Bus locali e furgoni per Ksamil e Butrint

Il modo più economico per raggiungere i siti e le spiagge sono i bus locali e i furgoni (minibus condivisi). In stagione passano all'incirca ogni mezz'ora-un'ora, più o meno dalle 6:30 fino al primo serale. Il biglietto si paga in contanti direttamente a bordo – indicativamente intorno ai 150 lek per Ksamil e 200 per Butrint. A Ksamil arrivate in circa mezz'ora, a Butrint un po' di più.

Dove fermano i bus

Le corse per Ksamil e Butrint partono dalla rotonda vicino al terminal del porto (la gente le cerca presso il grande albero sulla rotatoria). Le fermate non sono sempre ben segnalate, quindi chiedete pure agli abitanti del posto – qui sono molto disponibili – oppure unitevi agli altri in attesa. In pratica gli orari sono indicativi, quindi è meglio non lasciare l'ultima corsa di ritorno per la sera.

Taxi: concordate il prezzo prima

I taxi di solito non vanno a tassametro, quindi concordate sempre il prezzo prima di salire.
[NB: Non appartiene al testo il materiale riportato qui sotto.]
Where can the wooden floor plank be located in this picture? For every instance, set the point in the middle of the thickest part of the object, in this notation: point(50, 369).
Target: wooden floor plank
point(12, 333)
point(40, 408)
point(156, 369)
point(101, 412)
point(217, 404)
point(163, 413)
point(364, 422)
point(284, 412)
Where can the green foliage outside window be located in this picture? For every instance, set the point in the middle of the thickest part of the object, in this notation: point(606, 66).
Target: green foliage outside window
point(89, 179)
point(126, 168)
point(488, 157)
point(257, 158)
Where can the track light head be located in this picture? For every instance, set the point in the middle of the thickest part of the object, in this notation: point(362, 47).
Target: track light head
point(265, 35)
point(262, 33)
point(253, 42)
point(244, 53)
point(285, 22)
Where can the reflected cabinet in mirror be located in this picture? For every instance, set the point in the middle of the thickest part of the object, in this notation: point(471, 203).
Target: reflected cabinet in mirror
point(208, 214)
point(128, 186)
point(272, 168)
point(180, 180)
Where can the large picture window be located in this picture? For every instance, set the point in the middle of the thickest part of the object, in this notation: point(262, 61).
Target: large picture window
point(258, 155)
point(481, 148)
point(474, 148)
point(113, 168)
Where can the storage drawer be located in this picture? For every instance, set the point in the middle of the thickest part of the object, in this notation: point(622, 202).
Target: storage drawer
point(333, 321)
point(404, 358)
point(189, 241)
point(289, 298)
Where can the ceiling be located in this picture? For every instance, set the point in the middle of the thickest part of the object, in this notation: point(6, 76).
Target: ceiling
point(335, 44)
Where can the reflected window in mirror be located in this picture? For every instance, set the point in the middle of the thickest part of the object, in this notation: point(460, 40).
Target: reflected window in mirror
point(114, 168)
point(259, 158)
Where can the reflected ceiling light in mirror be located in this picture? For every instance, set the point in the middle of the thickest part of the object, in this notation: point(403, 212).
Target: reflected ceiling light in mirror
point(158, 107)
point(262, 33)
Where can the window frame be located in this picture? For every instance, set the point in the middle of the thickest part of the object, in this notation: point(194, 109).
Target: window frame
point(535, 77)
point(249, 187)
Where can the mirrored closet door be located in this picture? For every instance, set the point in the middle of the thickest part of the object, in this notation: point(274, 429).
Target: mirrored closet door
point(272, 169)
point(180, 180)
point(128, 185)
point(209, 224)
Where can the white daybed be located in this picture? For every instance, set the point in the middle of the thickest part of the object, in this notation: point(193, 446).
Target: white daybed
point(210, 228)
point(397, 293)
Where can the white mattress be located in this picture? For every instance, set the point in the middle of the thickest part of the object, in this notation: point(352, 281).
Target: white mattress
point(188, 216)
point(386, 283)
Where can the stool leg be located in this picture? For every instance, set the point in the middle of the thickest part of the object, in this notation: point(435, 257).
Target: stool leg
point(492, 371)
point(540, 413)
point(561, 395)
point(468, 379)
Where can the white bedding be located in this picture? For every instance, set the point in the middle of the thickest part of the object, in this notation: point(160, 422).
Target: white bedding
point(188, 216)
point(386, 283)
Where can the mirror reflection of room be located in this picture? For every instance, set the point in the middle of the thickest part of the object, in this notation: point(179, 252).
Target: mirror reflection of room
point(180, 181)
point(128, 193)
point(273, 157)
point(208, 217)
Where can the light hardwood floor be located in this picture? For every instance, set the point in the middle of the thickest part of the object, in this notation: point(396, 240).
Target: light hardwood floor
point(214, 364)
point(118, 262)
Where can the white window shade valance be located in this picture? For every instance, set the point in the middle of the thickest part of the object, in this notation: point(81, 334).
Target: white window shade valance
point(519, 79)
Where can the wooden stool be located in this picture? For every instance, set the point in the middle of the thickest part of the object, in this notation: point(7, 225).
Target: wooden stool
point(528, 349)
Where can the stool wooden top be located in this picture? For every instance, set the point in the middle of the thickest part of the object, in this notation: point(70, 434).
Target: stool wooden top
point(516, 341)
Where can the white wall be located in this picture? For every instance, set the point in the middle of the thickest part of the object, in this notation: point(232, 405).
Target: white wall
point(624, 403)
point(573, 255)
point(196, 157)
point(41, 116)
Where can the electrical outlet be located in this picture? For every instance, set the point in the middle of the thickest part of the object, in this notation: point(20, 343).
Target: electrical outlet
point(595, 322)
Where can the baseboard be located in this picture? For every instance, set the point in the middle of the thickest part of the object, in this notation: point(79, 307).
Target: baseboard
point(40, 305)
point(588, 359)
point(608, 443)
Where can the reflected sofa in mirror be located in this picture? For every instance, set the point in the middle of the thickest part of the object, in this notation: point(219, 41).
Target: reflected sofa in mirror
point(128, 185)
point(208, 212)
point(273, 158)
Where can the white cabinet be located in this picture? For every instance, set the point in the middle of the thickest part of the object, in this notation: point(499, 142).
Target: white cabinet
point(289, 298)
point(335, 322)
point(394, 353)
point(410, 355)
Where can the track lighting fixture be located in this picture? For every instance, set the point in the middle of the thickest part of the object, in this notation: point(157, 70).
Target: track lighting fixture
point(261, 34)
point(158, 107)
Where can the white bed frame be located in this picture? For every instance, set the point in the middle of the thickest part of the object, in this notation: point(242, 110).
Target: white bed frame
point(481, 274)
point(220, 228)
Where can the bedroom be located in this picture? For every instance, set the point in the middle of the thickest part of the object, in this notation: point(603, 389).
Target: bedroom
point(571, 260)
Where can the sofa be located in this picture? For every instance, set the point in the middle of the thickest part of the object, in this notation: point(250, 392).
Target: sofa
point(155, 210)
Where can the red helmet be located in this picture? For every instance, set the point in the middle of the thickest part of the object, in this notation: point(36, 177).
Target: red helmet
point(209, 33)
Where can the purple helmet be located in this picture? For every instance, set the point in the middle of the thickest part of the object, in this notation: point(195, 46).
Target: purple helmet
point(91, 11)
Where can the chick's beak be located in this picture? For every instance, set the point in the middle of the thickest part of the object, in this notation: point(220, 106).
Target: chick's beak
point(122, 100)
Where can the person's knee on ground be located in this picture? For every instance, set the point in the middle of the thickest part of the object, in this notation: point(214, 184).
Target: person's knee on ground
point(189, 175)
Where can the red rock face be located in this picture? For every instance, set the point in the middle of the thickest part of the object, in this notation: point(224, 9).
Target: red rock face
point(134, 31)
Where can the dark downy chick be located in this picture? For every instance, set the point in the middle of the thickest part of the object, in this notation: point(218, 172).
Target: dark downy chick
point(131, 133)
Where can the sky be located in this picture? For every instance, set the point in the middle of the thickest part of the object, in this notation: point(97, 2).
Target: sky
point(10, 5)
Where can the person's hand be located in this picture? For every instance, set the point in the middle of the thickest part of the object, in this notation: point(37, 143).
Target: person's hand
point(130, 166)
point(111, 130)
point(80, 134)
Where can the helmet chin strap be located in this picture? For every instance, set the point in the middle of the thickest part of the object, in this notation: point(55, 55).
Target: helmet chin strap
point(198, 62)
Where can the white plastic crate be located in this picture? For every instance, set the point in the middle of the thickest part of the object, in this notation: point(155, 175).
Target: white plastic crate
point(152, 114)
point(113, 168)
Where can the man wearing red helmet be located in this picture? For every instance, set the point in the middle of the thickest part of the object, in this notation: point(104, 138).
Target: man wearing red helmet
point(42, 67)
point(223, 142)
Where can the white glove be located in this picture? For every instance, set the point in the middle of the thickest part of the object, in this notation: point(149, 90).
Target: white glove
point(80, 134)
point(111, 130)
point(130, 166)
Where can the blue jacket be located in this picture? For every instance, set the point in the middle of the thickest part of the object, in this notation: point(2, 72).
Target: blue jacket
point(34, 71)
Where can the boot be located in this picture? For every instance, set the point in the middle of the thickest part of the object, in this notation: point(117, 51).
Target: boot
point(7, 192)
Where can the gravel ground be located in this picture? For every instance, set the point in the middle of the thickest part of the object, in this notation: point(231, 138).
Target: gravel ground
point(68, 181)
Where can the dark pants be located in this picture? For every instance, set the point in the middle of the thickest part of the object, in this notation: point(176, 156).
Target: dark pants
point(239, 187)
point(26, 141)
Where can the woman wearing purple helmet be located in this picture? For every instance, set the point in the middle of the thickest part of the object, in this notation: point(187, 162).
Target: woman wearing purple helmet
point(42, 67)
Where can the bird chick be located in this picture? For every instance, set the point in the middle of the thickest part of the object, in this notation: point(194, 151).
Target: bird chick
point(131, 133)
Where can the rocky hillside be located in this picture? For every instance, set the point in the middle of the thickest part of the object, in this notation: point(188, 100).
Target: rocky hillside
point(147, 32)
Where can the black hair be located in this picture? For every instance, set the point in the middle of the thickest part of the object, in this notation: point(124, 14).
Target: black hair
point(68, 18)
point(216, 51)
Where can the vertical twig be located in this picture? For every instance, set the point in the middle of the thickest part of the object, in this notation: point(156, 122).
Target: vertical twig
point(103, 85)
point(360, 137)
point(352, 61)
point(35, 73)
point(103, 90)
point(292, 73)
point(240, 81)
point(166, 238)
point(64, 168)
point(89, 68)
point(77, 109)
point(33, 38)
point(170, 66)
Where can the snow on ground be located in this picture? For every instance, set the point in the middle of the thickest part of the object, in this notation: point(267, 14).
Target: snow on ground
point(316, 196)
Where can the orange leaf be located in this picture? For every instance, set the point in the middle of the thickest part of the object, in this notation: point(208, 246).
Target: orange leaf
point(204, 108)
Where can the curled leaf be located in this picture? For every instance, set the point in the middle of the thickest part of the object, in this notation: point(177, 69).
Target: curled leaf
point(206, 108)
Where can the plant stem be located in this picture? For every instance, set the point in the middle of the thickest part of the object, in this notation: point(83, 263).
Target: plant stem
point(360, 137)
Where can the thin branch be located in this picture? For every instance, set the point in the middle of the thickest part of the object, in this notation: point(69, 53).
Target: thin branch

Una breve corsa in città costa nell'ordine di qualche centinaio di lek, una gita all'Occhio Azzurro in sola andata piuttosto 22–28 euro. Il taxi è comodo quando siete in più persone o gli orari dei bus non vi vanno bene; per una persona sola però spesso conviene il bus.

Auto o scooter per l'Occhio Azzurro e la Riviera

Per l'Occhio Azzurro, i villaggi di montagna e le spiagge della Riviera sopra Saranda la cosa più comoda è un'auto propria o uno scooter – qui i bus non arrivano o lo fanno solo saltuariamente. I noleggi a Saranda partono indicativamente intorno ai 25 euro al giorno per l'auto, per noleggiare bastano patente e documento d'identità. Lo scooter è più economico e divertente, ma il traffico qui può essere intenso, quindi prudenza e sempre con il casco.

Parcheggio e piccole cose pratiche

All'Occhio Azzurro si parcheggia in un ampio parcheggio (piccola tariffa, indicativamente intorno ai 100–300 lek) e gli ultimi ~2 km si fanno a piedi, oppure vi accompagnano un monopattino elettrico o un trenino. Nella stessa Saranda mettete in conto strade piene in stagione; se non vi serve l'auto ogni giorno, spesso la cosa più semplice è noleggiarla solo per le giornate di gita e per il resto andare a piedi.

Domande frequenti

Mi serve l'auto a Saranda?

Per la sola Saranda e la spiaggia no – fate tutto a piedi. L'auto o lo scooter servono soprattutto per l'Occhio Azzurro e le spiagge della Riviera, dove i bus non arrivano bene. Per Ksamil e Butrint basta l'economico bus locale.

Come arrivo a Ksamil spendendo poco?

Con il bus locale o il furgone dal porto. In stagione passano all'incirca ogni mezz'ora-un'ora e il biglietto è indicativamente intorno ai 150 lek, si paga in contanti a bordo. Il tragitto dura circa mezz'ora.

I taxi vanno a tassametro?

Di solito no, quindi concordate sempre il prezzo prima, ancora prima di salire. Una breve corsa in città costa nell'ordine di qualche centinaio di lek.

All'Occhio Azzurro si può arrivare in auto fino all'acqua?

Non proprio – si parcheggia nel parcheggio (piccola tariffa) e gli ultimi circa 2 km si fanno a piedi nel bosco, oppure si usa un monopattino elettrico o un trenino. L'ingresso è simbolico.